Listen, O foolish people who have no heart! You have eyes, but you do not see, and ears, but you do not hear.
22 Mij wilt ge niet vrezen, zegt Jahweh; Voor mijn aanschijn niet beven? Ik, die de duinen gezet heb als grens voor de zee, Een slagboom voor eeuwig, die ze niet overschrijdt; Al klotsen haar golven, ze blijven onmachtig, Hoe ze ook stormen, ze slaan er niet over.
So then, will you not fear me, says the Lord. And will you not have sorrow before my face? I have placed the shore as a limit for the sea, as an everlasting precept that it will not transgress. And its waves will crash, but they will not prevail; and its waves will swell, but they will not go across.
23 Maar dit volk heeft een bandeloos en onhandelbaar hart; Ze vallen maar af, en lopen maar weg.
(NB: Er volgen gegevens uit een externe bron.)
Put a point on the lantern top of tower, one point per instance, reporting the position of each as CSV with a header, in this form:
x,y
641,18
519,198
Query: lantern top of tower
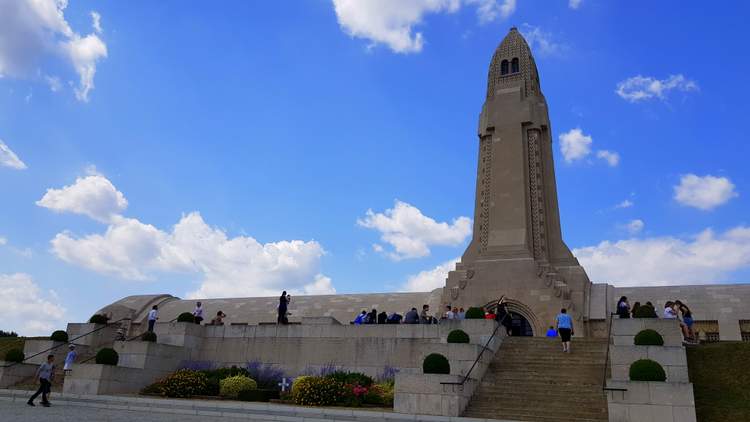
x,y
513,65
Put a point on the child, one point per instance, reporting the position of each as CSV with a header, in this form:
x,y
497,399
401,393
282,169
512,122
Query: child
x,y
70,359
45,373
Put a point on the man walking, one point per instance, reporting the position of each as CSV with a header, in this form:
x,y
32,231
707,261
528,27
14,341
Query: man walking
x,y
45,373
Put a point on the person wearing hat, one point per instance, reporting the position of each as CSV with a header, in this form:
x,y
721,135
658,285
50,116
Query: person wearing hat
x,y
70,358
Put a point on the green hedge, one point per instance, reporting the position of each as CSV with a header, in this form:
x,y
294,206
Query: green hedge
x,y
474,313
14,355
59,335
435,363
648,337
645,311
458,336
107,356
186,317
647,370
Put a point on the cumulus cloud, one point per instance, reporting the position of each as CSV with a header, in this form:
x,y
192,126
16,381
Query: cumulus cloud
x,y
612,158
540,41
29,310
392,22
411,233
93,195
429,280
574,145
9,159
641,88
35,32
228,266
704,192
705,258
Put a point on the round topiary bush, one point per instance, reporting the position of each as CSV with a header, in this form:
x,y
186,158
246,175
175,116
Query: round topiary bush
x,y
232,386
107,356
647,370
435,363
184,383
316,391
98,319
186,317
474,313
14,355
59,335
149,336
458,336
648,337
645,311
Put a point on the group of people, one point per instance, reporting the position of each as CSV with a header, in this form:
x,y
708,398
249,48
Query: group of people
x,y
673,309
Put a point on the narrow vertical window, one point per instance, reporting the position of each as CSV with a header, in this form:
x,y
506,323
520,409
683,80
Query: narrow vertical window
x,y
504,67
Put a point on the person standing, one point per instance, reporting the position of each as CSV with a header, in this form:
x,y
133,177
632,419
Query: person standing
x,y
564,325
153,315
45,373
70,359
198,313
283,307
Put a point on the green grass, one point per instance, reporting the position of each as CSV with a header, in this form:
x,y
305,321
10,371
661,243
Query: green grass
x,y
721,381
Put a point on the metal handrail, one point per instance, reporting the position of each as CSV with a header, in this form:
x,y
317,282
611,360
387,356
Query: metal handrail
x,y
481,352
64,343
606,360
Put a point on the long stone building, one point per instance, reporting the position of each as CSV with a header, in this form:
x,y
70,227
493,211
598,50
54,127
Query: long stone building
x,y
516,252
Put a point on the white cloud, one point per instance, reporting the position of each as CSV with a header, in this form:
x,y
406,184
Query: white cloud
x,y
429,280
541,42
411,233
9,159
27,309
574,145
237,267
625,204
635,226
93,195
32,32
392,22
640,88
612,158
704,192
704,258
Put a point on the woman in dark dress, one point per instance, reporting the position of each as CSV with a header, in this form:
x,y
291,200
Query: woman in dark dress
x,y
282,309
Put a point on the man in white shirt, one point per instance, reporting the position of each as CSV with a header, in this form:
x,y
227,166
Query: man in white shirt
x,y
152,317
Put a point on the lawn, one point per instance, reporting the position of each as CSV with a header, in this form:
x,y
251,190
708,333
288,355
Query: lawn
x,y
721,381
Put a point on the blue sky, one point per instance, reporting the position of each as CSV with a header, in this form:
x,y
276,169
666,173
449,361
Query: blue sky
x,y
234,149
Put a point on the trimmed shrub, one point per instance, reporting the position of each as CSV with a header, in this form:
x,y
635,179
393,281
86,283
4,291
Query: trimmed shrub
x,y
645,311
98,319
474,313
184,383
648,337
317,391
107,356
149,336
186,317
353,378
458,336
647,370
435,363
14,355
60,336
231,387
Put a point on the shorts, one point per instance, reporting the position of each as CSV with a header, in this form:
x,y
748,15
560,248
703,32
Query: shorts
x,y
564,334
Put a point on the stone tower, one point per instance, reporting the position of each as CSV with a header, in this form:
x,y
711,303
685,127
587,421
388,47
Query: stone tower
x,y
517,249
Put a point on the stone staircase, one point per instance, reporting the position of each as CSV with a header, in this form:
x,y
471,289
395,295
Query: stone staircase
x,y
530,379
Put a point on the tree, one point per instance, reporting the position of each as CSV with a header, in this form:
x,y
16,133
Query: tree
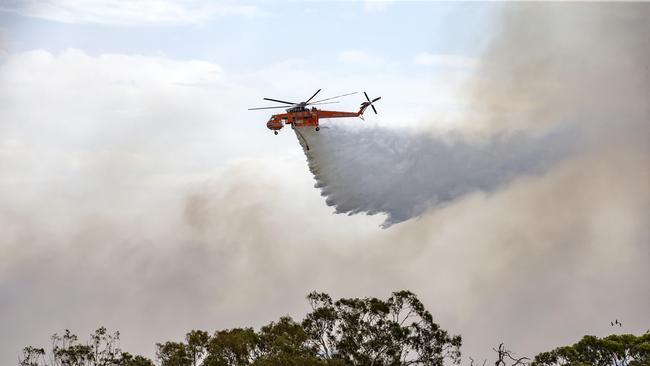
x,y
613,350
369,331
102,350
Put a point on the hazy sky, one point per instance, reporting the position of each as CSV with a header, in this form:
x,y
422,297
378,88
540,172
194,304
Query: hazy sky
x,y
138,193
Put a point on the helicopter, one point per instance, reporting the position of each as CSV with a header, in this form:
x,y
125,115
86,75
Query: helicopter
x,y
306,114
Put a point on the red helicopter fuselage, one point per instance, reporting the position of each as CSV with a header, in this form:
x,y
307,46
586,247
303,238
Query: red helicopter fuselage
x,y
308,117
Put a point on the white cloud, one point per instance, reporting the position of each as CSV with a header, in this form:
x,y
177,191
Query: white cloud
x,y
132,13
360,58
376,5
446,60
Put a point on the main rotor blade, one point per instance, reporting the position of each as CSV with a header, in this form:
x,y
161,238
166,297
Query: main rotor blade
x,y
312,97
320,103
279,101
253,109
338,96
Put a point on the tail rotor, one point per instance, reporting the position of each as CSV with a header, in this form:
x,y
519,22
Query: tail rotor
x,y
370,102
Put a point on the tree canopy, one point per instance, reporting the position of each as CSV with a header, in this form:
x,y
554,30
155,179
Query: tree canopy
x,y
397,331
613,350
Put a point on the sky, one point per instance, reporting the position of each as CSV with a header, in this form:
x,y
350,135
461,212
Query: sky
x,y
139,193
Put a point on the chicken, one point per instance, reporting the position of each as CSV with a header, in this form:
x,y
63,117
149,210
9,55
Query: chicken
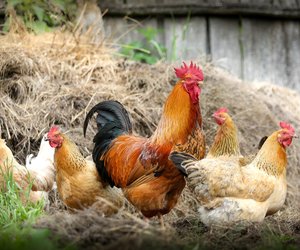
x,y
226,142
140,166
78,182
42,165
230,193
24,179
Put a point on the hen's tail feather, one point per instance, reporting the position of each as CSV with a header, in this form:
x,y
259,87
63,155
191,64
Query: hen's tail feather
x,y
112,121
179,159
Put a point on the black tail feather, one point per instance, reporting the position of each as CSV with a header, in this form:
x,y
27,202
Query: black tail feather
x,y
112,121
178,158
109,111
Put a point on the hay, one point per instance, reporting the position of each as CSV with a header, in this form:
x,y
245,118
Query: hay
x,y
57,78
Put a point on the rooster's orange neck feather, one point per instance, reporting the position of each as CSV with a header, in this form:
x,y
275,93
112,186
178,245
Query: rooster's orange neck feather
x,y
178,119
272,156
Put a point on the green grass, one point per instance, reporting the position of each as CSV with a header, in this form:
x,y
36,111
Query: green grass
x,y
17,219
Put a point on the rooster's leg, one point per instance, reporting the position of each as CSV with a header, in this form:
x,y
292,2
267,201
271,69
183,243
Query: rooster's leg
x,y
161,219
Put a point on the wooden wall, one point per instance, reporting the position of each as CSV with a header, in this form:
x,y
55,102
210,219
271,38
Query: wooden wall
x,y
256,42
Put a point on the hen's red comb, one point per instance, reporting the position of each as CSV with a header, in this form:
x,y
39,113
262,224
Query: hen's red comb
x,y
192,71
53,130
289,127
221,110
But the heart of this people has become incredulous and provocative; they have turned away and departed.
24 Ze denken niet eens bij zichzelf: Laat ons Jahweh toch vrezen, onzen God, Die ons regen schenkt op zijn tijd, in herfst en in lente, Die ons trouw vaste weken brengt voor de oogst.
And they have not said in their heart: ‘Let us dread the Lord our God, who gives us the timely and the late rains, in their proper time, who guards the full measure of the yearly harvest for us.’
25 Uw misdaden hebben dit alles verstoord, Uw zonden u van die gunsten beroofd!
Your iniquities have turned these things away, and your sins have held back good things from you.
26 Want er zijn schurken onder mijn volk, Die in hinderlaag liggen, als vogelaars loeren; Die strikken zetten, Om mensen te vangen.
For the impious are found among my people; they lie in ambush like fowlers setting snares, for they set traps to catch men.
27 Als een mand vol vogels, Zijn hun huizen gepropt met oneerlijk goed. Zo zijn ze machtig en rijk geworden,
Just as a snare is full of birds, so are their houses full of deceit. As a result, they have become exalted and enriched.
28 En glimmen van vet; De boosheid puilt van hen uit Ze kennen geen recht. Voor de wezen pleiten ze niet, Ze nemen het niet voor de armen op!
They have grown stout and fat. And they have transgressed my words most wickedly. They have not judged the case of the widow; they have not given guidance to the case of the orphan; and they have not judged a judgment for the poor.
29 En zou Ik dit alles niet straffen: Is de godsspraak van Jahweh; Op zulk een volk Mij niet willen wreken?
Shall I not visit against these things, says the Lord? Or shall my soul not take vengeance on a nation of this kind?
30 Ontzettende en gruwelijke dingen Gebeuren er in het land:
Astonishing and wondrous things have been done upon the earth.
31 De profeten profeteren maar leugens, De priesters regeren voor hun eigen belang. Zo heeft mijn volk het gewild; Maar wat zult ge doen, als het einde komt?
The prophets have prophesied lies, and the priests have applauded with their hands, and my people have loved these things. So then, what shall be done at the very end?”